Monday, May 23, 2011

Facebook Fan page VS Website

Q: I’m a small business entrepreneur, and I’ll be introducing a consumer product soon. Should I create a website for my company or a Facebook fan page?

A: I faced a similar question a few weeks ago for my book, Enchantment: The Art of Changing Hearts, Minds, and Actions. I had three options: create a site for the book, add a section for the book to my existing website, or create a Facebook fan page.

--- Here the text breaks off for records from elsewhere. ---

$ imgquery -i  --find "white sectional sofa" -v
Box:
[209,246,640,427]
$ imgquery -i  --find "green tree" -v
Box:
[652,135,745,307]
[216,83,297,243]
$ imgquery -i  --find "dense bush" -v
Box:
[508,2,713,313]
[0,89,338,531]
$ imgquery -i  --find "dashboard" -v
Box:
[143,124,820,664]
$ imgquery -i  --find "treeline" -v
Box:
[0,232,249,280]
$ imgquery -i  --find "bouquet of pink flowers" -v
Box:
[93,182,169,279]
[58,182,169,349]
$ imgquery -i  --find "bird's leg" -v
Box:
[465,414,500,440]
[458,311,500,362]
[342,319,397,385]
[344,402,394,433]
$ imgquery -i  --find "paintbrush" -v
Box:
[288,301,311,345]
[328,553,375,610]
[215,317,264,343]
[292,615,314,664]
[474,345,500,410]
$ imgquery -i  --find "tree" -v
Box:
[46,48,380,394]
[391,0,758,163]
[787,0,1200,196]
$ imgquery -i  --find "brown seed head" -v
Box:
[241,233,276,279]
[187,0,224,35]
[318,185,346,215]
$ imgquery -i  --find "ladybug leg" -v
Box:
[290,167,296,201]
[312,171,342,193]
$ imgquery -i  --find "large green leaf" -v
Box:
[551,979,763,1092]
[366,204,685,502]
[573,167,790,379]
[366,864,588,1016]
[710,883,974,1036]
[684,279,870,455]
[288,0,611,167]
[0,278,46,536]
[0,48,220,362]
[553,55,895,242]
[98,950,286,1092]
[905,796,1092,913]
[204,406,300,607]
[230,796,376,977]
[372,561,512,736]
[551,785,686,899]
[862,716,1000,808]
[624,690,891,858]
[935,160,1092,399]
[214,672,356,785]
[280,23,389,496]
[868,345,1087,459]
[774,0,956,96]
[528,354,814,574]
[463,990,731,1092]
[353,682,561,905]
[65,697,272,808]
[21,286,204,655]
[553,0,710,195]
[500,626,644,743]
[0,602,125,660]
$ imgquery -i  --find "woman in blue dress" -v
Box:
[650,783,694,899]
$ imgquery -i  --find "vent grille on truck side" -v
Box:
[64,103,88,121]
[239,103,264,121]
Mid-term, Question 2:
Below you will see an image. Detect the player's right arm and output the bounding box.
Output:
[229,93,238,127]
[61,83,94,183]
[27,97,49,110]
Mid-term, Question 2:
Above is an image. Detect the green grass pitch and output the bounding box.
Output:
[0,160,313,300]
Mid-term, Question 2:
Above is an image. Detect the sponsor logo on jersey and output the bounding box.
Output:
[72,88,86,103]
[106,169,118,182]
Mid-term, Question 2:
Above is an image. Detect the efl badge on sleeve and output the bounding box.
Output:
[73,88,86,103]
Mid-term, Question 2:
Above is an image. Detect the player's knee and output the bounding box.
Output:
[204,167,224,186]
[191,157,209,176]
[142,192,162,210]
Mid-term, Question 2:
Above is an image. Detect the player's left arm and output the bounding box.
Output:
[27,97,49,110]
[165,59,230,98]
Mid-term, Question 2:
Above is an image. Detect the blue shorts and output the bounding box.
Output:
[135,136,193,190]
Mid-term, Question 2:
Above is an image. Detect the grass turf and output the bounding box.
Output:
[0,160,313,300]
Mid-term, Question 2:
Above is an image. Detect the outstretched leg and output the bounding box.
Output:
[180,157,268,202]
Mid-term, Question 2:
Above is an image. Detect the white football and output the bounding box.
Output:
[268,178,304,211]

After five minutes of thoughtful deliberation, I decided to add a bare-bones section to my website (which I haven’t gotten around to do yet—which should tell you something) and create a Facebook fan page but not to create a website for the book. Here’s why I did not choose a website:

1. I’m busy. Designing a website is a big deal. I can’t create one by myself so this means I’d have to find a company to do it or impose on my friends. A template or canned package would never make me happy, so I’d end up spending mucho time interacting with whoever is building website for me.

2. I’m impatient. I like to go from idea to implementation in a week or two. From start to “finish” (if a website is ever finished), it’s hard to make a website happen in two weeks.

3. I’m cheap—and picky. The good news about a website is that you can make it do anything. The bad news about a website is that you can make it do anything—as long as you pay for it. I wanted a site that can engage people by letting them discuss the book, post pictures and video, take quizzes, and enter contests. A website can do all this if you’re willing to pay thousands of dollars.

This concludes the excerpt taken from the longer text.